You could have the right to make a claim for your pain and suffering, and to receive sufficient medical treatment.

What qualifies as a work-related injury?

This is any instance where you’re hurt while doing a task for an employer or on your site of employment.

What is not considered a work-related injury?

This could be where the employee takes a separate trip for leisure purposes and is hurt, but during work time.

Medical Evidence

If you’re interested in claiming compensation for an illness you’ve suffered due to work, you might be interested to learn what evidence would be needed. You might be interested to know that your own GP’s or hospital’s records would not usually be enough when it comes to evidencing your case. One of the most important pieces of evidence for such claims would be the medical report. During the course of your compensation claim, you would have to attend an assessment appointment with an independent medical expert. The expert would likely review your previous medical notes, and would ask you questions about your illness. They would also examine you, and may order further tests if appropriate. More tests may be needed to give a full picture of your illness. Once the medical expert had all the information they needed, they would compile a medical report. The report could give details of the nature of your illness, how it could have developed, and what your prognosis for the future could be. Lawyers or the courts could use this evidence to work out how severe your illness is, and how much compensation you should receive for it.

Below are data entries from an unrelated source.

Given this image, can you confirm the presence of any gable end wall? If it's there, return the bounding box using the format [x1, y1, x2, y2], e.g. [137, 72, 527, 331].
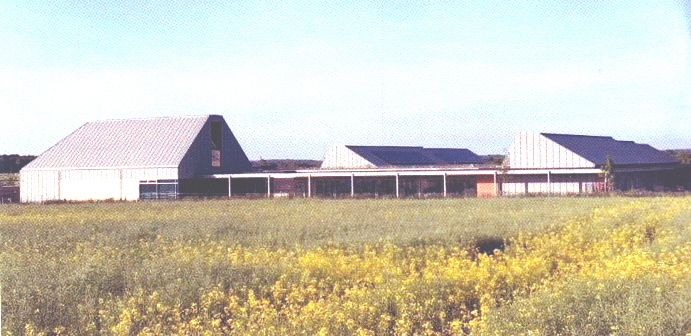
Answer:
[508, 132, 595, 169]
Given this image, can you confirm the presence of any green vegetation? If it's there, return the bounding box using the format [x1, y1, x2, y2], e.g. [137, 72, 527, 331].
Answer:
[0, 197, 691, 335]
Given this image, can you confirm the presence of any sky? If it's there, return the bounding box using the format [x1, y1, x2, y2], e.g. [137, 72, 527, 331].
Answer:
[0, 0, 691, 159]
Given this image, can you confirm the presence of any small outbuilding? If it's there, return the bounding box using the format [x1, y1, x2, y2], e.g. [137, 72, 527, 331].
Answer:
[498, 132, 680, 195]
[20, 115, 252, 202]
[321, 145, 483, 169]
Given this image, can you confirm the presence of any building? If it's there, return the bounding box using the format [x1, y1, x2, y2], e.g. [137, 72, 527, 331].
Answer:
[20, 115, 688, 202]
[321, 145, 483, 169]
[219, 145, 494, 197]
[20, 115, 251, 202]
[498, 132, 683, 195]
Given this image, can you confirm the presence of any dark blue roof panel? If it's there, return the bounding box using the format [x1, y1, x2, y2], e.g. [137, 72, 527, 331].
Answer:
[427, 148, 482, 164]
[346, 146, 482, 167]
[541, 133, 678, 165]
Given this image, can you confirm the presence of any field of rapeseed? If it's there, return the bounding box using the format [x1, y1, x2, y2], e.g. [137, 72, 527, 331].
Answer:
[0, 198, 691, 335]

What Other Evidence Might I Need?

Just like claiming for a car accident, if you’re intending on claiming special damages for occupational disease or illness, there are other documents that could help you do so. Bank statements could show the costs you’ve had to bear because of your illness, as could bills and receipts. Payslips could be useful in showing how much income you’ve lost due to any time you’ve taken off work to recover from your illness.

Thank you for taking the time to read our guide on compensation for a work-related illness.